Dari pemeriksaan rutin tersebut, Telkom menempatkan analisis khususnya pada 2014 dan 2016. Hasilnya, pada 2014, satelit Telkom 1 dinyatakan sehat dan bahan bakar satelit masih berpotensi digunakan untuk beberapa tahun ke depan melewati umur desain satelit, yaitu sampai 2014.
"Nah, pada tahun 2016, kita lakukan general check up lagi dan hasilnya sehat. Bahan bakar juga memungkinkannya untuk beroperasi dalam beberapa tahun ke depan. Malah ada kesimpulan yang lebih spesifik, satelit ini bisa beroperasi sampai sekurang-kurangnya tahun 2019," kata Alex menambahkan.

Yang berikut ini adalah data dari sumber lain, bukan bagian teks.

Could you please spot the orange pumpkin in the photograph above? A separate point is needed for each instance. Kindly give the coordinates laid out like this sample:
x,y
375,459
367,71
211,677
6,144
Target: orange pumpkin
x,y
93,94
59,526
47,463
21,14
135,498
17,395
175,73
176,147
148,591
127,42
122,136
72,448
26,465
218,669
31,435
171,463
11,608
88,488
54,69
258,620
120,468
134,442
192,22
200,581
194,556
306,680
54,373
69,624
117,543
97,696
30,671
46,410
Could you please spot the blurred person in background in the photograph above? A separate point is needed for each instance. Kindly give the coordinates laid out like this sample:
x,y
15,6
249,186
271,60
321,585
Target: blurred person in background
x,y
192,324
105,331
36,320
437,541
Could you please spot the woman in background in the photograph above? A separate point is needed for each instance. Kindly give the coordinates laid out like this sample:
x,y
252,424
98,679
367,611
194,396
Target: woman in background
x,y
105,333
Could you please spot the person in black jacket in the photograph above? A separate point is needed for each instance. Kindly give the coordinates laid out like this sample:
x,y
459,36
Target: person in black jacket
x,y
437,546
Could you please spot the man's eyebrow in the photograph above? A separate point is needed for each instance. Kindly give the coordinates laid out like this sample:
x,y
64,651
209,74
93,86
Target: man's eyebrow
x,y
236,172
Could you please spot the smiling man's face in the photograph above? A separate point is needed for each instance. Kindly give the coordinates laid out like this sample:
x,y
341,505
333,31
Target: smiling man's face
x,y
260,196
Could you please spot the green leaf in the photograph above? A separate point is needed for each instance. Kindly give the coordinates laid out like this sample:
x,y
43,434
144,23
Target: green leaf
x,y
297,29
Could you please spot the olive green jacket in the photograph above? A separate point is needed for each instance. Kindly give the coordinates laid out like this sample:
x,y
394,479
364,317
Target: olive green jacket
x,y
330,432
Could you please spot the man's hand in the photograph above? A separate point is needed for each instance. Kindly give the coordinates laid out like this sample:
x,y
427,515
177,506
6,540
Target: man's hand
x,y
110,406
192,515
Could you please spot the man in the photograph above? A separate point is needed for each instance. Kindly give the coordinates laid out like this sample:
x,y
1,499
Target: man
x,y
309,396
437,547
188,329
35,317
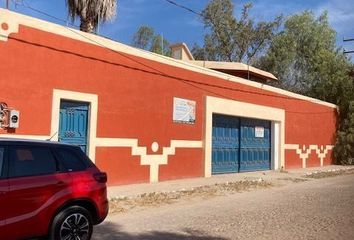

Pada Jumat, 25 Agustus 2017 sekitar pukul 16:51 WIB, satelit Telkom 1 mulai terjadi anomali. Adanya gangguan ini berdampak pada pergeseran pointing antena satelit Telkom 1, sehingga layanan transponder satelit Telkom 1 terganggu.
Secara intensif, kini Telkom bersama Lockheed Martin, selaku pabrikan satelit Telkom 1, masih terus menyelidiki penyebab lebih lanjut. Alex menegaskan, saat ini Telkom masih berfokus pada pemulihan data pelanggannya yang berjumlah 63 klien, yang mana 8 di antaranya merupakan provider Very Small Aperture Terminal (VSAT) yang memiliki 12.030 site.
Bos Telkom itu menuturkan, stasiun pengendali Telkom di Cibinong mengoperasikan dan mengendalikan satelit Telkom, termasuk Telkom 1. Namun pabrikan satelit Telkom 1 juga turut memantaunya.
“Tapi, kita punya kontrak dengan pabrikan Lockheed Martin selama beroperasinya satelit ini, atau biasa kita sebut kontraknya sebagai technical assistant. Mereka ikut memonitor dan apabila ada hal-hal yang menurut kita anomali, maka otomatis kita bisa langsung share persoalan. Lalu mereka analisa dan memberikan masukan-masukan apa yang harus kita lakukan," kata Alex.